Revel

On me l’a demandé. J’en avais lu quelques extraits l’autre soir après quelques finos. C’est Jean-Francois Revel. 

Althusser [Louis] L’originalité de l’auteur de Lire le Capital consista d’abord à injecter à la doctrine moribonde [le marxisme] quelques hormones soutirées aux disciplines alors les plus gaillardes : structuralisme, psychanalyse lacanienne. Cette forme d’assistance médicale est en somme banale dans toutes les salles de réanimation idéologique. La Connaissance inutile

Aragon [Louis] Quand j’étais en khâgne, on lisait Le Crève-coeur : c’est grandiloquent, et très bien pour faire des paroles de chansons. Pas plus. Dans ses poèmes comme dans ses romans, Aragon m’est toujours apparu comme un fabricant de faux meubles anciens. Je préfère, si j’ose dire, le vrai Louis XVI ! Interview

Argent Les Français n’aiment pas beaucoup le libéralisme et aspirent tous plus au moins à se brancher sur le tuyau d’arrosage de l’argent public. En France, s’il est mal vu de gagner de l’argent, il est bien venu d’en toucher.

Quand on me dit que tel chef d’État « méprise l’argent », et que je le vois mettre au service de ses plaisirs personnels des moyens publics qu’aucun milliardaire n’oserait étaler en les payant lui-même, je songe à un vieux dessin du caricaturiste Maurice Henry. À la terrasse d’un café, deux « poules de luxe », comme on disait jadis, bavardent : « Oui, c’est vrai, murmure l’une d’elles rêveuse, il n’y a pas que l’argent dans la vie ; il y a aussi les bijoux, les fourrures, les voitures. » Toutes les nomenklaturas du monde « méprisent l’argent », pardi ! Elles se contentent de palais, de villas, de transports, de vêtements, de soins médicaux, de villégiatures et de festins gratuits. Le Regain démocratique

Baratin Il est possible que la création plastique s’accompagne d’une si forte angoisse qu’elle inspire le besoin d’une justification pseudo-théorique, accompagnée de la conviction illusoire qu’on est le seul artiste véritable de son temps. L’objet sculpté ou peint étant détaché du verbe, il ne peut pas, contrairement à l’écrit, argumenter en faveur de sa cause en même temps qu’il se montre. Il ne peut que se montrer, et d’emblée, ainsi, s’exposer à l’amour ou au mépris, sans filtre ni bouclier. D’où la frénésie d’ergoter hors de l’œuvre.
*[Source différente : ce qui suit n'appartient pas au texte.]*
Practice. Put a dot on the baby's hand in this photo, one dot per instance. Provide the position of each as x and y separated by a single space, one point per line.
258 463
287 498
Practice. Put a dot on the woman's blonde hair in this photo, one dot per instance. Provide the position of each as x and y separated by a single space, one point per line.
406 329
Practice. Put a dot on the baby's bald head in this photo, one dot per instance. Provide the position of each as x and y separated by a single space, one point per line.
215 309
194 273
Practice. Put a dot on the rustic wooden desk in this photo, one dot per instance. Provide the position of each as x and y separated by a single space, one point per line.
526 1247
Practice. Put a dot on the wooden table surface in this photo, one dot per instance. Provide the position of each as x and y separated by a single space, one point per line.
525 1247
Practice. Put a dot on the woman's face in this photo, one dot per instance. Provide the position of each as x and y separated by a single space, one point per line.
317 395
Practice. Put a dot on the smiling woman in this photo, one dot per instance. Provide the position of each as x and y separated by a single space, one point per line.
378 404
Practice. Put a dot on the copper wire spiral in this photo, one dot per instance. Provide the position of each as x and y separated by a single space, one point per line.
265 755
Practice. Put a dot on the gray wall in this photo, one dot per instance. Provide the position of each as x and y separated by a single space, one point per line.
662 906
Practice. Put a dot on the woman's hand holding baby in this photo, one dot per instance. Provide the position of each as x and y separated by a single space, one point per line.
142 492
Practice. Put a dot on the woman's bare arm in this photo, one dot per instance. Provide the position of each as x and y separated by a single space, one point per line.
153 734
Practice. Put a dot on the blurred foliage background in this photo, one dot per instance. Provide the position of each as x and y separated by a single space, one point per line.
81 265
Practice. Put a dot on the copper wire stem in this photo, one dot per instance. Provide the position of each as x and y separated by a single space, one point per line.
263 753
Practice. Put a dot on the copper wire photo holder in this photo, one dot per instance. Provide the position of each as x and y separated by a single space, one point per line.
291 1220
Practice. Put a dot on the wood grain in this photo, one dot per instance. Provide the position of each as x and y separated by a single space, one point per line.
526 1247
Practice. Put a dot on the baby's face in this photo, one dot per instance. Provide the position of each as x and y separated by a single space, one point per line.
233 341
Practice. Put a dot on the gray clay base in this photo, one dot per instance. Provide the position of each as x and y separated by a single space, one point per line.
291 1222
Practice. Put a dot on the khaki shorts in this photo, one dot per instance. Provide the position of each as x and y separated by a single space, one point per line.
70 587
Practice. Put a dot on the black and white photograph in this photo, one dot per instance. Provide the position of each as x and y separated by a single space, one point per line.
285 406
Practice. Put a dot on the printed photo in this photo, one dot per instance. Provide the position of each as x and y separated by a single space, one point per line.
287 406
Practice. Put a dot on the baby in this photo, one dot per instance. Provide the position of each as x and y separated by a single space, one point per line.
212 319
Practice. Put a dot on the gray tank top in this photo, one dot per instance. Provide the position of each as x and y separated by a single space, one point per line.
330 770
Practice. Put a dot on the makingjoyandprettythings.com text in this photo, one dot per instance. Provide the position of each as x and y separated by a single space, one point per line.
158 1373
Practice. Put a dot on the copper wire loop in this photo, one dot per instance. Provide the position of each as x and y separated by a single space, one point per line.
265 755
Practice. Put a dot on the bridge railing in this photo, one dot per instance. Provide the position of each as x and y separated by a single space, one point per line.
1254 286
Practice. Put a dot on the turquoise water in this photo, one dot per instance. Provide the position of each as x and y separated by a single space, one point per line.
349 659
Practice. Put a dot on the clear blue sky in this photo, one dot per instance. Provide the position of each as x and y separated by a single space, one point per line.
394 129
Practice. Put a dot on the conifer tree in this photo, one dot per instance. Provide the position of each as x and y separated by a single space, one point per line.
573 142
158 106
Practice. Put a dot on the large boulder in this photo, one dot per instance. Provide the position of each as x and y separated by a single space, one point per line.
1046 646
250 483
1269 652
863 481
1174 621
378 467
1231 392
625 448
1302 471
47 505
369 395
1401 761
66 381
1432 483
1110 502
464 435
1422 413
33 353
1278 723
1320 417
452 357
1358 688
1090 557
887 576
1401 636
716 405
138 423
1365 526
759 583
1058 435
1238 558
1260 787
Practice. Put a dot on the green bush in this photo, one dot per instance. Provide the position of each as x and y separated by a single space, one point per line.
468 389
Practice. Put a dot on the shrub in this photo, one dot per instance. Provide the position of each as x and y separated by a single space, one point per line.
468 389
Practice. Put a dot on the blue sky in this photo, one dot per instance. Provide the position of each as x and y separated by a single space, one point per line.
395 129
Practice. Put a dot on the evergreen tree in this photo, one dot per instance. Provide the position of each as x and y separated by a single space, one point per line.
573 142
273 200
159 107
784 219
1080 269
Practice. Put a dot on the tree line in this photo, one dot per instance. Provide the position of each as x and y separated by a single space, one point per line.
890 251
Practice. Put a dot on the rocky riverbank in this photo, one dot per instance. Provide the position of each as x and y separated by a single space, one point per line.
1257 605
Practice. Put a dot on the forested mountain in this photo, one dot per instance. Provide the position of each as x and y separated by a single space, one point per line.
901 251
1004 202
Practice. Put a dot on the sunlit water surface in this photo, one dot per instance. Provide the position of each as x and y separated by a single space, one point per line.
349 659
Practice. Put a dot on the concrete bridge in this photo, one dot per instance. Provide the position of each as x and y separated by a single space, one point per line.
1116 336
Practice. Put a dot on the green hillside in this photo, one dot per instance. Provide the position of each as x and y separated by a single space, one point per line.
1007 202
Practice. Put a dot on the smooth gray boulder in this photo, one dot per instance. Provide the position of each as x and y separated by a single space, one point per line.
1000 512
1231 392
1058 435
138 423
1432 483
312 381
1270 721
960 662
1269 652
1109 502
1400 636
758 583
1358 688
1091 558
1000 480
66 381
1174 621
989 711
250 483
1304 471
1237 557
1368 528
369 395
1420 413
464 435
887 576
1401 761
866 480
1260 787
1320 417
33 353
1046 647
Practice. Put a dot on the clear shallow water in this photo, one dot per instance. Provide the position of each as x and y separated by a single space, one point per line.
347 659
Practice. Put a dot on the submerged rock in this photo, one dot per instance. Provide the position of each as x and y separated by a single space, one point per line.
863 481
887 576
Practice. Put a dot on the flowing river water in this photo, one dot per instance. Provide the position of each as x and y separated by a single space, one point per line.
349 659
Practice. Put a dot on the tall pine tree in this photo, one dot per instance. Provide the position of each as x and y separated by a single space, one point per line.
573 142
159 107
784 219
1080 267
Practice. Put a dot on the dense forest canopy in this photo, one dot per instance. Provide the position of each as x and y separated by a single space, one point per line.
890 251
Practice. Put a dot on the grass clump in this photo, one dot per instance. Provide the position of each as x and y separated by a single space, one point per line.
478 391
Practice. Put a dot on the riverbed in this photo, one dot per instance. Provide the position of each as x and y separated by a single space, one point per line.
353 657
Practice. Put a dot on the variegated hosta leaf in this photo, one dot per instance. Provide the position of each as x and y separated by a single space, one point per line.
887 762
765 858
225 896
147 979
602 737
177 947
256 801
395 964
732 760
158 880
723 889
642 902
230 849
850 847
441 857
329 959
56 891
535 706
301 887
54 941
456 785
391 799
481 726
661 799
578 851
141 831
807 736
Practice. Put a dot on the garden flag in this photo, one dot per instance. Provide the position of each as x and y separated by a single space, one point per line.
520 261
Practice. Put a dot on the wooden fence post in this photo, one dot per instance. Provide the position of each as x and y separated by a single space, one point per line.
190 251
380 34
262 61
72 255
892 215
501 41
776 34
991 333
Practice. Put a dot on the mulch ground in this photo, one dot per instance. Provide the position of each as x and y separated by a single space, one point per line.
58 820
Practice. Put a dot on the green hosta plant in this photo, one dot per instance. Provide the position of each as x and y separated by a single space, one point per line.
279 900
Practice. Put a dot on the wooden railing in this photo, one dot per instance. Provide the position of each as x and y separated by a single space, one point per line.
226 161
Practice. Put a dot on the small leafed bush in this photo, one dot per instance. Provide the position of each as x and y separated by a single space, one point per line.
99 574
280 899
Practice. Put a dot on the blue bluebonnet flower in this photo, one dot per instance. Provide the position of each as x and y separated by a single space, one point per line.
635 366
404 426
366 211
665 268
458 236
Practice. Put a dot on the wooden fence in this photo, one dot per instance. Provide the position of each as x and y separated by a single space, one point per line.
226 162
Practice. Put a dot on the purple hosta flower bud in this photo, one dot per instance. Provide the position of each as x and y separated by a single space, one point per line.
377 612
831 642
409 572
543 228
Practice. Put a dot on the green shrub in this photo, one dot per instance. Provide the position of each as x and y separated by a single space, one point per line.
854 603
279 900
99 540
Le Voleur dans la maison vide

Au Mexique, il n’y a pas d’arbres : il n’y a que des arbres-mexicains. C’est en fonction de cette qualité que votre opinion doit s’exprimer. Que ces arbres soient beaux, laids, verts, secs, ce ne sont là que des qualificatifs secondaires. Ou plutôt, si vous dites qu’un arbre est beau, cette beauté sera portée au crédit du Mexique, non de l’arbre. Article

Claudel [Paul] C’est pour moi l’anti-poésie par excellence. C’est phraseur et verbeux. Il braille, il hurle, il mugit. Sa grandiloquence me semble une rhétorique creuse. Claudel est à la poésie ce que les peintres pompiers sont à la peinture.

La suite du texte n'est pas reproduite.